The government also declared that “some foreign criminals have taken refuge in the form of [online] gambling to cheat and extort money from victims, domestic and abroad.”

Sen’s government also wants the country to develop a tourism sector that promotes Cambodia’s natural and cultural heritage, rather than gaming.

“In days to come, online gambling will completely disappear,” Sen said.

Cambodia currently has some 141 casinos, about 72 of them in the coastal town of Sihanoukville, many of which are run by Chinese operators. About 89 of the casinos were believed to include online gaming capabilities.
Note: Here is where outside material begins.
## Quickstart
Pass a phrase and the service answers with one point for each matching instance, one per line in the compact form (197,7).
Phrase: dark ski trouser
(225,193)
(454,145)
While Sihanoukville itself has seen a huge increase in investments in the construction sector, local people have complained about the influx of Chinese tourists and casino operators into what was once a sleepy coastal village.

But some observers think the ban might be ineffective.

“This is the right thing to do indeed,” said Meas Nee, a political analyst. “However, related to legal implementation, if it's still lax, it will still be ineffective.”

Kim Heang, president of the Cambodian Valuers and Estate Agents Association, a nonprofit organization that represents real estate agents, said the online gambling ban will hurt the local  real estate sector – especially hotels, casinos, and guesthouses -- but only in the short-term. Longer term, real estate will improve, he added, as tourists will come to Cambodia for reasons other than gambling.

Indeed, in acknowledging the online gambling ban, China said it agreed to hold “special discussions on grants to support development” of nongaming projects in Sihanoukville.

However, one of the short-term negative impacts of the ban arrived in the form of immediate job losses.

Some 8,000 Cambodians who worked in casinos offering online gaming have been made jobless.

Yov Khemara, a provincial director of the Ministry of Labor, said that in Sihanoukville “four casinos shut down all their operations while another 23 casinos ended the employment of all staff except security guards, and 33 other casinos temporarily suspended staff.”

Khemara further noted that some of these fired workers came to work in the casino sector because salaries were higher than in the country’s garment sector.

“When the casinos close, they return to the garment sector,” he added.